The broad mission is to digitize all global trade via TradeLens, IBM’s blockchain-enabled digital shipping solution.

So far, IBM’s star product is a food-tracking blockchain, being tested by over 90 clients. The IBM Food Trust Network aims to foster transparency in the food industry by documenting the supply chain via a blockchain. Among its sign-ups is French giant Carrefour, which has put on a number of goods on the blockchain – including instant potato mash.

“You can just use the packaging code off of the box and do a trace through blockchain and get where were all the potatoes sourced…I did a test run with the team and there were five different regions all in France where this particular package had gotten its potatoes and how does it tie to their sustainability initiative. So that has been very interesting,” Wieck says.

Elsewhere, car giant Volkswagen has also put mineral supply on IBM Blockchain Platform to support responsible materials sourcing. American retailer Albertsons also joined the network. 

Wieck did not comment on the potential limits for transparency even in blockchain-based supply chains.

Regulation, regulation, regulation

Despite businesses signing up, Wieck says the vision won’t come to fruition without fostering education. As a result, the company is promoting blockchain worldwide and pulling its weight lobbying for clear regulation in the space.

“There’s a lot going on where we are also helping to participate in the legislative view because that’s a big driver that is slowing adoption. There’s regulatory uncertainty and how different states consider it.”

IBM’s involvement includes a pro-blockchain initiative in Arkansas, which resulted in the state passing a bill supporting blockchain on April 16. Part of IBM’s contribution involved “working with the universities and the state government on how to encourage and improve usage.” IBM is also part of the wider blockchain congressional caucus in Washington, D.C.

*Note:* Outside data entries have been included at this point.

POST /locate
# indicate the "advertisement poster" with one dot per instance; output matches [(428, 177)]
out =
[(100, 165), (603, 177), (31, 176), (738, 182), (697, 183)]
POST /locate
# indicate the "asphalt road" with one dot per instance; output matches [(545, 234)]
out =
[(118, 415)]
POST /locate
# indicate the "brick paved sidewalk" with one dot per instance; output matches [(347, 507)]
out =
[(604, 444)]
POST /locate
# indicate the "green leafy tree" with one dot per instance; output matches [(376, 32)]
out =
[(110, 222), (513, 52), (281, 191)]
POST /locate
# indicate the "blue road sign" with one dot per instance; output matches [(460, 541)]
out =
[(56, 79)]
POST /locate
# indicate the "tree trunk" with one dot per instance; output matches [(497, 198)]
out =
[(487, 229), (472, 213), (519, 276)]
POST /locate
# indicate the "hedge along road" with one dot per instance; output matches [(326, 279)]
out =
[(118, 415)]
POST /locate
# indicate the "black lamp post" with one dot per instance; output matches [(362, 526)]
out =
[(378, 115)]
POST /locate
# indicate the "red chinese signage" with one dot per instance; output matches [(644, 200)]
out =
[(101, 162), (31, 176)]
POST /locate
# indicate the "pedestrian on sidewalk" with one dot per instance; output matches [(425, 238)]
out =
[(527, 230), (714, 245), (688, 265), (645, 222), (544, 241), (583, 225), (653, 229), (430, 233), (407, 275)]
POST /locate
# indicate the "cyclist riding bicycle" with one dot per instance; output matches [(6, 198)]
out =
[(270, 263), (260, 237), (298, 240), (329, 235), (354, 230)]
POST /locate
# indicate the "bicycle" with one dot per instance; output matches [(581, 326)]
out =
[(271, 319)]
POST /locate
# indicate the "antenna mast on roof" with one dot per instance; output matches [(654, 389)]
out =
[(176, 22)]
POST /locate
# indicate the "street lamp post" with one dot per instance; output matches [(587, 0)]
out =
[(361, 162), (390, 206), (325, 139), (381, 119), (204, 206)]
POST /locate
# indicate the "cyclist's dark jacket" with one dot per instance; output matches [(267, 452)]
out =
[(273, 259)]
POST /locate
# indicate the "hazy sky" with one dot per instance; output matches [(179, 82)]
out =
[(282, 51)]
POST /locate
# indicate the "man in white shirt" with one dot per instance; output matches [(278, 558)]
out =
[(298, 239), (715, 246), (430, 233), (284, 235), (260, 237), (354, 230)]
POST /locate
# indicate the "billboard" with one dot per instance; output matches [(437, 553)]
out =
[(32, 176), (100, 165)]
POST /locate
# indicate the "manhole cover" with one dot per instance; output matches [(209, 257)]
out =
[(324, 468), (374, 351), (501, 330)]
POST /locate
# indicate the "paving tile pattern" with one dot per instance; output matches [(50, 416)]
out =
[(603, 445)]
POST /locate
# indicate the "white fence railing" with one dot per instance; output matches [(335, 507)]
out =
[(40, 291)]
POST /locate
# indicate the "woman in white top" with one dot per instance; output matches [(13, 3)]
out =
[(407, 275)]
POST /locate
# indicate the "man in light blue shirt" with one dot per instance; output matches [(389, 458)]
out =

While Wieck notes lobbying is “definitely not” a large part of the company’s budget, its efforts stretch even outside the U.S. For instance, in the European Union, it is pushing smart contract traction as it did in Arkansas. 

“We’re present in 127 countries so we bring blockchain team wherever needed, and bring in clients to talk to politicians to show them use cases…We’re mostly doing education on ‘what is blockchain, how does this play out,'” she said.

The technology 

The company’s blockchain evolution began with a brief foray building on the Ethereum blockchain, before supporting and adopting the Hyperledger Fabric network. Interestingly, this is the opposite of Microsoft’s trajectory, which began with a native DLT network, Azure Blockchain, and recently announced it would test its decentralised network on the Bitcoin blockchain.

And IBM is still building.

“We’re in beta on version two already. So we’re in our next generation with a lot of new capabilities that tie to our blockchain anywhere strategy of running in a multi-cloud environment and meeting the data and the users wherever they have chosen to operate.” Wieck said.

Finally, Wieck explains that with every new solution comes a new set of challenges, and that she’s not surprised by the pace of adoption.

“How do you govern? How do you decide privacy? How do you decide who joins? Is this a democratic vote?… It creates a number of things around governance, privacy, confidentiality that are new challenges to solve. Those, candidly, are the reasons that I think we haven’t seen as fast an adoption. The technology works. That’s not the issue. The issue is how to adapt processes and governance to this new model where you can have simultaneous sharing of information with a broad community.”

But don’t worry about all that, Wieck says, who stressed she “want[s] people to talk about the value and not about the technology.”

In fairness, IBM is certainly following its own advice there.